# CD drive will not eject



## sup2jzgte

The oddest thing keep happening to my old Dell 2400.  I just put this into a new case for my brother and the CD drive would not eject, so while trouble shooting I found that if I unplug the IDE cable from the Mobo I can eject the drive, once I plug the cable back in the drive is no longer functional. Does anyone know what the deal is?  I tried 3 different cable and still the samething.


----------



## Vizy

possible some sopftware s trying to read the drive during. how long do u wait for the drive to eject after it wont. also, try an alternative way to eject, such as in itunes or any media player, press eject. also c if a good poke in the eject hole would get it working, or maybe restart ur comp


----------



## sup2jzgte

Vizy93 said:


> possible some sopftware s trying to read the drive during. how long do u wait for the drive to eject after it wont. also, try an alternative way to eject, such as in itunes or any media player, press eject. also c if a good poke in the eject hole would get it working, or maybe restart ur comp



Thing is there is no software on the HD, it is blank because I cleaned it and Im going to reinstall windows.


----------



## Vizy

sup2jzgte said:


> Thing is there is no software on the HD, it is blank because I cleaned it and Im going to reinstall windows.

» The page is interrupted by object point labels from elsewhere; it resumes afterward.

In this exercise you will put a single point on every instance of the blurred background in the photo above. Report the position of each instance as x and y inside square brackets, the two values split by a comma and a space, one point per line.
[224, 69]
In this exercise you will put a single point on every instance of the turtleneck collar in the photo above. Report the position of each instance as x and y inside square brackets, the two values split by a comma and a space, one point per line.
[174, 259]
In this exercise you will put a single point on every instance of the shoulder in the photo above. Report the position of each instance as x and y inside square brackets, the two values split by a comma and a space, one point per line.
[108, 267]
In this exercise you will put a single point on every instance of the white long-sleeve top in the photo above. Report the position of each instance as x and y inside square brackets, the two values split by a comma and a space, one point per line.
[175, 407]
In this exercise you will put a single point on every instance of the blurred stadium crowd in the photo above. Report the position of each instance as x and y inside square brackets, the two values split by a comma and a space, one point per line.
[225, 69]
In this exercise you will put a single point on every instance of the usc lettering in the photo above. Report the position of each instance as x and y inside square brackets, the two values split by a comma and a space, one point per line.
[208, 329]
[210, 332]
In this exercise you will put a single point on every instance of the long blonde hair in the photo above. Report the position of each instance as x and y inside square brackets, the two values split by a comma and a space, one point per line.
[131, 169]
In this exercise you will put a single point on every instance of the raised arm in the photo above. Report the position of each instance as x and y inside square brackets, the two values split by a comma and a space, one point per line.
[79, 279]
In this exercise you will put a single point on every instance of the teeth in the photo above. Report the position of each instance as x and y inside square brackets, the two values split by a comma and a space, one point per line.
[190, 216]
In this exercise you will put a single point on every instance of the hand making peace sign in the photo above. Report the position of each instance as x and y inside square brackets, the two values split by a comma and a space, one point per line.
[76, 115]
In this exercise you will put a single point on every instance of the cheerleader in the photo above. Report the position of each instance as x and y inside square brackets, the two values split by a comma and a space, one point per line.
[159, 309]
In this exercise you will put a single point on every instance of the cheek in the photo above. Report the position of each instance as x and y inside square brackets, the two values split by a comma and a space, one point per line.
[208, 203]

first reinstall windows, if possible, then check. im not a pro or anything but check the back of ur drive and check if any pins are bent or anything


----------



## sup2jzgte

There is no pins missing on the drive but it looks like there is one missing on the IDE port on the mobo.


The missing pin is the 10th pin from the left on the top row. its either 19 or 20 pin


----------



## The_Other_One

Sounds like the cable's bad or your plugging it in backwards.  Also, check your jumpers.  This usually isn't the case, but I guess it could cause them to not eject.


----------



## SirKenin

Swap the optical drive.  It's no good.


----------



## sup2jzgte

SirKenin said:


> Swap the optical drive.  It's no good.



Tried 2 different ones and they are doing the samething


----------



## SirKenin

Odd..  Very odd.  I ran into the same thing a couple of times and the drive was no good.  Next thing is to disconnect the hard drive and see if it still does it.  Also, take the CD ROM out of the case, unplug all other peripherals from the motherboard (such as drives and USB plugs) and try it.  It may be a grounding problem on the chassis.


----------



## The_Other_One

Have you tried another cable?  I've had the same problem before as mentioned above.  I suppose it could even be a bad IDE controller...  I had a motherboard die once.  Besides not showing anything on the screen, the optical drives wouldn't eject when connected.  I kind of doubt this would be the case with you as IDE controllers usually don't simply die, but it's a thought.


----------



## Vizy

The_Other_One said:


> Have you tried another cable?





sup2jzgte said:


> I tried 3 different cable and still the samething.





And whoever said that u might be plugging in the cable backwards has a point...have u tried that dude?


----------



## Kornowski

Can you open it by sticking a paper clip in the tiny hole at the front?


----------



## sup2jzgte

Kornowski said:


> Can you open it by sticking a paper clip in the tiny hole at the front?



Yes and to answer the question above.................no Im plugging them in the right way


----------



## Klue22

when that happened to me i used a crowbar, lol


----------



## Vizy

Klue22 said:


> when that happened to me i used a crowbar, lol



lol, i dont even remember posting on this thread...oh ok its like 12 days old


----------



## Kornowski

sup2jzgte said:


> Yes and to answer the question above.................no Im plugging them in the right way



Hmm, Can you open it up to see if any of the wires inside have come loose and need re-soldering?

I guess you could allways keep a paper clip near your computer


----------



## dznutz

swap cable.  do it


----------



## cohen

The same happened to my friend - try right clicking on the drive in windows explorer and hit eject.... it might work at least it did for my friend.


----------



## G25r8cer

vk3fcll said:


> The same happened to my friend - try right clicking on the drive in windows explorer and hit eject.... it might work at least it did for my friend.



Man are you ever at school? How do you get that many posts? You spend more time on here than me and im on here alot!! Seriously, do you go to school?


----------



## Vizy

lol


----------



## cohen

g25racer said:


> Man are you ever at school? How do you get that many posts? You spend more time on here than me and im on here alot!! Seriously, do you go to school?



lol - uumm currently on holidays  - i go back on the 8th 

But uumm... when i'm at school every lunch + recess and during ICT / IT time i come on here


----------